Sunday, December 20, 2015

How the BBC misled the public about its Sports Personality of the Year shortlist

The BBC Sports Personality of the Year 2015 shortlist was released on 30th November, with this video explaining how the contenders were chosen. You'll see some members of the Panel talk about their experiences:

Dame Mary Peters: That was hard work - it was so difficult to shortlist down because there was so much, so much talent and there were so many to chose from. But I think we got it right in the end.

Jermaine Jenas: It was the first time I've been involved in it, and it was nice to see how the process happens and how in-depth and how much thought goes into it ....

Although the Panel meeting and those interviews took place on Wednesday 18th November, the BBC's shortlist was not actually published until Monday 30th November 2015.

Hazel Irvine on 18th November 2015

Following publication of the shortlist the wording on some BBC web pages was amended to include the following "[Note: On 30 November 2015, the Panel decided to expand the shortlist from 10 to 12 sportspeople]."

BBC Director General, Lord Tony Hall, was asked about the controversial shortlist when he appeared before a Parliamentary Committee on Wednesday 16th December. (video excerpt)

According to Lord Hall, the SPOTY Panel drew up the shortlist and then added two names "after the remarkable weekend" of the Davis Cup and the Tyson Fury victory. When questioned further, he said "the Panel added those two names, the BBC did not." Hall reiterated his position with "Let me assure you that those two names were a decision made by the entire panel." When pressed, and asked about a report in the Belfast Telegraph, he stated that the Belfast Telegraph report was wrong.

Tony Hall: "The Panel decided - and I wasn't present in the Panel discussions - to name him [Tyson Fury] for his extraordinary achievement .. he's been put on that list because of his sporting prowess ."

Since the start of this month Newsround Blog has made its own separate investigation into the circumstances behind the addition of Tyson Fury and Andy Murray.

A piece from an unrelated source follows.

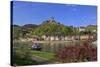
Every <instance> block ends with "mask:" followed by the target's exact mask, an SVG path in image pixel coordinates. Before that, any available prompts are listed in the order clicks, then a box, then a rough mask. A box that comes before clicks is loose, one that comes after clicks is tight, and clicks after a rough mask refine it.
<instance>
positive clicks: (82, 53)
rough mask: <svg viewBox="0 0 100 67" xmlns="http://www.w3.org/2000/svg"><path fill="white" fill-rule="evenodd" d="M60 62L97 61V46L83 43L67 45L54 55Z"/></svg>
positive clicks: (58, 60) (69, 62) (79, 61)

Contrary to the Note on this web page, there was no Panel meeting on 30th November 2015, or indeed any other meeting of the Panel subsequent to the one on 18th November 2015.

So did Lord Hall set out to consciously mislead the Culture, Media and Sport Committee, or was it simply that he wasn't in possession of the full facts? Unfortunately Tony Hall has form when it comes to telling untruths to Parliament, as is clear from what happened two years ago.

Another serious problem with BBC's Director-General is that, when it comes to diversity, he never seems to show any interest in LGBT equality.

Newsround Blog has been unable to track down any speech by Tony Hall in which he seeks to promote, or even mentions, LGBT inclusion. In contrast he's put considerable effort into helping out black, ethnic minority and disabled people. One of the BBC SPOTY panelists, Baroness Tanni Grey-Thompson, also participates in an Independent Diversity Action Group, chaired by Lord Hall, himself.

The Director-General made clear the importance he gives to free speech. He told the Committee that the BBC "should be a place where people's views can be heard across a range of opinion in all things." However, Andy West, telling the world that he was "ashamed to work for the BBC when it lacks bravery to admit it is making a mistake," soon resulted in him being silenced, silenced and told that he'd be suspended pending an investigation.

Well, Lord Hall, it turns out that you - not Andy West - are the person who, with your falsehoods, has brought discredit upon our national broadcaster. The BBC's plight will be much worse in the event of a Tyson Fury win. But whatever the outcome tonight, Andy West should receive an apology, and be reinstated without further delay.